I can still remember the days when football on television was restricted to brief highlights of a couple of games each Saturday evening. Now there is a live match from somewhere in the world broadcast every day and the coverage has been extended to encompass in depth analysis of the events. In addition the commentators are no longer alone. It is now compulsory to have an expert pundit with a microphone which sounds like a great idea but certainly isn’t always for the best.
In the Studio
Personally I find the endless analysis we are now treated to rather a bore. I don’t need a detailed explanation of every move in the game as I have just watched it in real time! I don’t really care if Gary Neville thinks there should have been a penalty and I certainly have no interest in Glenn Hoddle’s opinion on tactics. The broadcasters have turned football matches into all-day events and treat the viewers to the kind of forensic examinations that should really be saved for major disasters. It is perfectly acceptable to spend hours reviewing 9/11 or the Boxing Day tsunami but surely not Derby v QPR!
The Pundits in the commentary box are a different matter. A good one can add insight and be thoroughly entertaining whilst a bad one drives you to mute the volume and listen to the radio commentary instead. I could listen to the highly irreverent Steve Claridge all day as he lambasts the players and his colleagues but then there is Michael Owen!

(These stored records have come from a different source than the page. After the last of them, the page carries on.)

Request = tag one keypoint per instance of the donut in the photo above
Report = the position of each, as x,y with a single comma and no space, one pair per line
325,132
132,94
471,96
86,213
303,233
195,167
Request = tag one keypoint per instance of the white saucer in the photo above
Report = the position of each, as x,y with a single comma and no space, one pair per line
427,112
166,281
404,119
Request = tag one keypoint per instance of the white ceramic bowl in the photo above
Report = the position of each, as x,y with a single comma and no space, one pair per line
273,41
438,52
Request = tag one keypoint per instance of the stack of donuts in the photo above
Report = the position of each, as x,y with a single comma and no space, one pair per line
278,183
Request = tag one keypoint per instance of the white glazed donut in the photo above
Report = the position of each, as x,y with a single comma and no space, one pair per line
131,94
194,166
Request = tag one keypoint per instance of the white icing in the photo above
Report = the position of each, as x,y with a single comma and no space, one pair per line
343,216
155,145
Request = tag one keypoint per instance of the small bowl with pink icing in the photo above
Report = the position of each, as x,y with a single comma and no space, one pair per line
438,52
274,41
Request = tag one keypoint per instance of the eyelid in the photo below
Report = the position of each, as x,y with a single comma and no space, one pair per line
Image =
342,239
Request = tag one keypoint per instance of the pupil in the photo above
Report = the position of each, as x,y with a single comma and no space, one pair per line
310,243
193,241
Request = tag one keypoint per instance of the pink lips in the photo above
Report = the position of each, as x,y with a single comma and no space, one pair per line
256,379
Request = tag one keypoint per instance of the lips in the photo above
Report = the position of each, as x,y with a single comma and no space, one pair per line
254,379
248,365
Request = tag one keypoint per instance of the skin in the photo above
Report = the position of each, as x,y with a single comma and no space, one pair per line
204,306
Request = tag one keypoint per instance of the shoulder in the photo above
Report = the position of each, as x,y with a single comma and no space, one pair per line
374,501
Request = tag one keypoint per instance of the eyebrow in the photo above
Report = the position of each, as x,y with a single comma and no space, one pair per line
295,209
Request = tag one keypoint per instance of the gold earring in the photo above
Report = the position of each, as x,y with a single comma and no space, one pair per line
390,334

As a new subscriber to the BT Sports channel I am left wondering how they choose their pundits. Michael Owen was a wonderful footballer but has proved to be a truly terrible broadcaster. The man is so boring it is like having the match accompanied by white noise. He is like a wasp buzzing in your ear that you want to swat away.
Michael Owen should certainly stick to endorsing luxury timepieces and keep well clear of the television. Pundits should be chosen for their broadcasting skills not their prowess on the pitch but naturally the likes of Sky and BT Sports want the big names to pull in the viewers. The trouble is those viewers are likely to turn off just as quickly with that irritating monotone invading their living rooms. Come on guys, we want humour and perhaps a little controversy not the incurably politically correct.
The biggest surprise for me has been Robbie Savage. The man is clearly not the sharpest tool in the box and somewhat lacks polish but I could listen to him all day. He is blunt, opinionated and forthright and there is nothing more hilarious on a Saturday evening than listening to him telling callers to shut up on the BBC radio programme 606. Lively debate is what it is all about not a microscopic examination of the Nottingham Forest striker’s cruciate ligament injury. Hail Robbie Savage and Steve Claridge who brighten even the dullest game.